Paula Medeiros Paula Medeiros 26/2/2011

Foco na transformação menina versus mulher garante intensidade para Bruna Surfistinha 

Tendo como fio condutor de todo o desenrolar da trama, o dilema de Raquel é o principal em Bruna Surfistinha. A própria Deborah Secco declarou em relação à história: "as pessoas não são o que querem ser, mas o que conseguem ser" e essa afirmação resume, de forma bem simples, a aura do filme. Ali está o retrato de situações limítrofes da pessoa/personagem, fundamentado pela transformação da menina jeca em uma "cobiçada" profissional do sexo.

Bruna Surfistinha, baseado na biografia (mais um diário) O Doce Veneno do Escorpião, conta a história de Raquel Pacheco (Deborah Secco), uma garota de classe média insatisfeita com sua família, com sua escola e com tudo mais que a rodeia. Como na transformação da lagarta em borboleta, ela abandona tudo para virar garota de programa. Na profissão, ela encontra a independência que tanto busca, mas para tal, paga um preço, às vezes, alto demais, por essa redenção.
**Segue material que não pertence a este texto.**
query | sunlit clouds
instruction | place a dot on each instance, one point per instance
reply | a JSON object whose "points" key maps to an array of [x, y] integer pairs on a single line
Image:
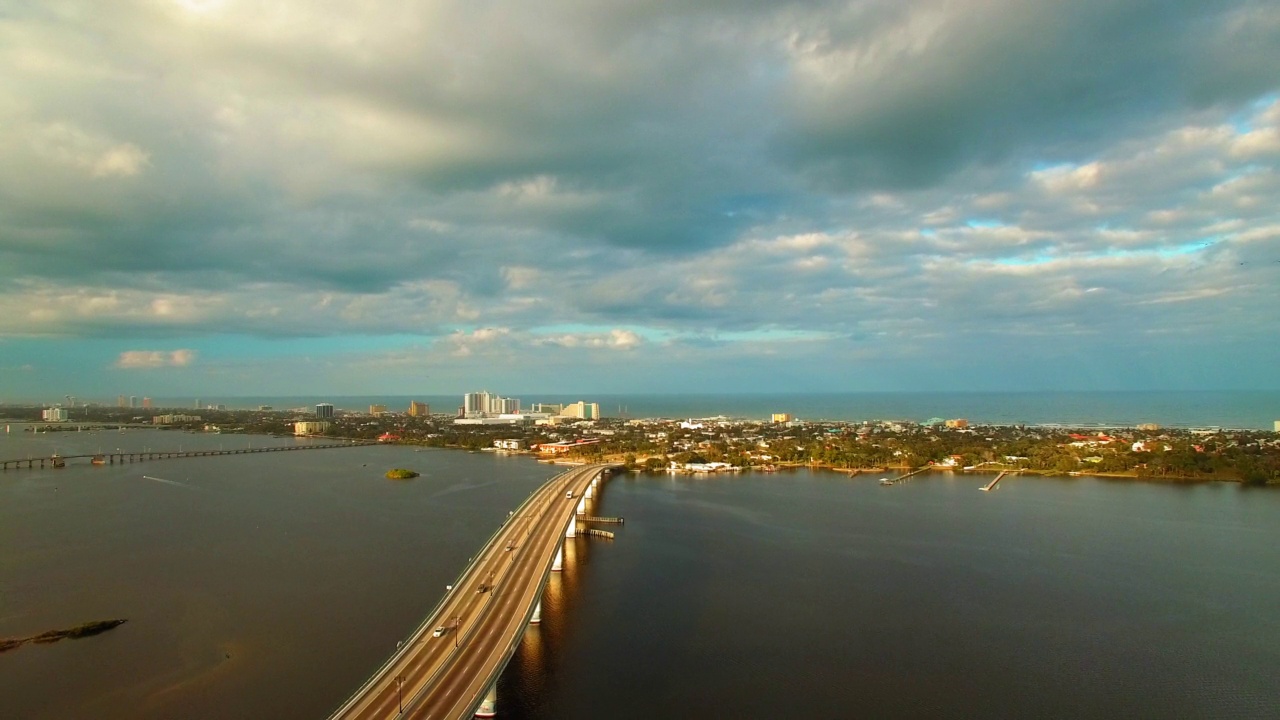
{"points": [[636, 196]]}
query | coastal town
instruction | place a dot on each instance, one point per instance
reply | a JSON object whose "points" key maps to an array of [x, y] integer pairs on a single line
{"points": [[577, 433]]}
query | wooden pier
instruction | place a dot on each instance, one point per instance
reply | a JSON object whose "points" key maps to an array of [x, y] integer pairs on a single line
{"points": [[122, 458]]}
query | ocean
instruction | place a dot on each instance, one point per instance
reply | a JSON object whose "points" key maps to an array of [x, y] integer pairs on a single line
{"points": [[1223, 409]]}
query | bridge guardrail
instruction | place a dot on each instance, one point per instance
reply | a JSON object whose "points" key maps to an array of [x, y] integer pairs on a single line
{"points": [[430, 616], [529, 614]]}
Claro que Marcos Baldini iria acrescentar uma porção extra de fatalismo e vitimização à trama. Sem esses elementos, talvez ele não conseguisse atingir um grau de humanização e dor próximos à realidade da personagem. Muitas das cenas são incômodas de se ver, principalmente pela falta de conservadorismo adotada por Baldini. Aliás, essa ausência de pudor foi essencial para a criação desse desconforto latente imposto por Bruna Surfistinha.

É interessante notar também a aproximação criada entre personagem e espectador. É difícil atingir uma identificação tão afiada em uma história fadada ao preconceito. O filme consegue tirar um pouco do mito e mostrar que os anseios e dúvidas de Raquel são exatamente os mesmos de qualquer garota.

Fundamental para a execução do longa, Deborah Secco surpreende no papel. Com uma interpretação suave e forte ao mesmo tempo, ela conseguiu impor a dubiedade da menina que tem sentimentos, mas que precisa escondê-los o tempo todo. Seus vícios de interpretação – a atriz tem vários – foram minimizados ao máximo. É interessante notar a transformação pela qual a atriz também passa. O papel da menina grotesca nos tempos de escola, a sua ascensão à Lolita do bordel e a consolidação da profissional já experiente são uma sucessão de construções encaradas muito bem por Deborah.

Apesar de um final um pouco desnecessário, Bruna Surfistinha lidou bem com o desafio de assumir um roteiro tão complexo. Ali, não só uma história é contada. Sentimentos são colocados em xeque, medos são confrontados e limites são desafiados. Contudo, seu maior trunfo foi como a construção de uma pessoa em moldes pouco convencionais conseguiu atrair nosso olhar para realidades diferentes e, assim, nos tirar da nossa tão prezada zona de conforto.

Bruna Surfistinha
Brasil , 2010 - 109 minutos
Drama
Direção: Marcus Baldini
Roteiro: José de Carvalho, Homero Olivetto, Antônia Pellegrino
Elenco: Deborah Secco, Cássio Gabus Mendes, Drica Moraes, Guta Ruiz, Fabiula Nascimento, Cristina Lago

 



Paula Medeiros
é estudante de Comunicação Social com participação em Projetos Cinematográficos.